Poorer kids from lower-income neighborhoods are 20-40% less likely to be diagnosed with autism than children from wealthier families, according to a new study by Yale and Columbia University researchers. This incongruity in diagnosis rates continues despite ongoing advances in early-detection methods and increased public awarenes of autism spectrum disorders.
“The researchers found that between 1992 and 2000, a child in a poor family who lived in a more affluent neighborhood was about 250 percent more likely to be diagnosed with autism than a child from an equally poor family who lived in a poorer neighborhood.
When the researchers analyzed autism cases by severity, they found that children with less severe autism who were born in 1992 and lived in wealthier and more educated neighborhoods were 90 percent more likely to be diagnosed with the condition.”
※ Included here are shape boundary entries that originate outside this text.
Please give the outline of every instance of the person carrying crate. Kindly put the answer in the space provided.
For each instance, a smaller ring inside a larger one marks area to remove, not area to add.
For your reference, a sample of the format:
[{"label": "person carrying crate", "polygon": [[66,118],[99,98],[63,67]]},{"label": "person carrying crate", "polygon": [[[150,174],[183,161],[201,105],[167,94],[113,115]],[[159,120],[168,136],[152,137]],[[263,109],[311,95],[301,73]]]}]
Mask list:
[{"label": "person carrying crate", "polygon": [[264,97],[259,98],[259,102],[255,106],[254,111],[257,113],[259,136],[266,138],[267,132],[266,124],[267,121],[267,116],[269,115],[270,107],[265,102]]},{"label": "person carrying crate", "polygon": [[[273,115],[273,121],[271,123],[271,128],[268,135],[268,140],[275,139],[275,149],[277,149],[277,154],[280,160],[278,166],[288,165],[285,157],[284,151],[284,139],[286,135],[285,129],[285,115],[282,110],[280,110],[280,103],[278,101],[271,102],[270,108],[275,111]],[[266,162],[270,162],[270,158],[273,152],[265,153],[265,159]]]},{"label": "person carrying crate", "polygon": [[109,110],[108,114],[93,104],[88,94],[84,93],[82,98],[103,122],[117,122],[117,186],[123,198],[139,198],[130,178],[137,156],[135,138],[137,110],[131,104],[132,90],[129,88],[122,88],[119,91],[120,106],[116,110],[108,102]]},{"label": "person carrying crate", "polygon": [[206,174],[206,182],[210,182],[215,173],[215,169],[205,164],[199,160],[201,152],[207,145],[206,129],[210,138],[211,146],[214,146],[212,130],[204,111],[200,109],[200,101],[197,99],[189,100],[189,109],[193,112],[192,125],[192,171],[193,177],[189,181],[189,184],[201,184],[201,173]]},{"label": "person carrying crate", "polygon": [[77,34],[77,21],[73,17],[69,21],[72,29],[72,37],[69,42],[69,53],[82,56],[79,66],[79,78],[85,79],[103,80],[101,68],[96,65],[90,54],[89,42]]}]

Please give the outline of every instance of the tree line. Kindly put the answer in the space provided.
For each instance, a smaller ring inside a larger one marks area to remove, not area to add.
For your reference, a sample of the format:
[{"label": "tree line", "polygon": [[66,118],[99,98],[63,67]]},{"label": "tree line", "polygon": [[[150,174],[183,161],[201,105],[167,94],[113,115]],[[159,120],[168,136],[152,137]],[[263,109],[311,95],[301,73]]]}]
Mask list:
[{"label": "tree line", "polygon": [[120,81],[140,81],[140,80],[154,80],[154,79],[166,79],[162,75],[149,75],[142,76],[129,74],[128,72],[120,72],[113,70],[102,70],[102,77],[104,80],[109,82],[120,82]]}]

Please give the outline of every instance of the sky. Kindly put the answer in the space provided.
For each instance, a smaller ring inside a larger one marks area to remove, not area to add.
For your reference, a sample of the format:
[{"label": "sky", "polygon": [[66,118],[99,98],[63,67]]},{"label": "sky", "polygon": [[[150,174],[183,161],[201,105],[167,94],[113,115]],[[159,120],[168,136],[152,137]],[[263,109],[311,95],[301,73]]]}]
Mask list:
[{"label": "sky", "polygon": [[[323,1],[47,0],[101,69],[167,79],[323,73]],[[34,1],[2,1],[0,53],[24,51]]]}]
One suspected cause of the diagnostic disparity is lack of access to information by low-income parents and caregivers who are less mobile and have limited early-childhood resources where they live. According to study co-author, Dr. Peter Bearman,
“We know that parents talking to each other about navigating the service system and talking to each other about how to understand developmental dynamics are really strongly associated with increased autism diagnoses…the guess is that in wealthier neighborhoods, there are more opportunities for parents to be talking to each other at parks, schools, and other focal points.”
Advocacy organizations such as NAMI (National Alliance on Mental Illness) and Autism Speaks have been at the forefront of those working for large-scale public education on the early warning signs of autism spectrum disorders, as well as the evolving medical and therapeutic resources available to families of children with ASDs. Nevertheless, poorer children are still not benefiting from the breakthroughs being made, largely also due to lack of quality and affordable healthcare.
AS Dr. Bearman writes, “I think you would like to reduce health disparities…so, in order to reduce the health disparity — or really the service disparity — we would need to allocate more resources to increase ascertainment to get children into treatment.”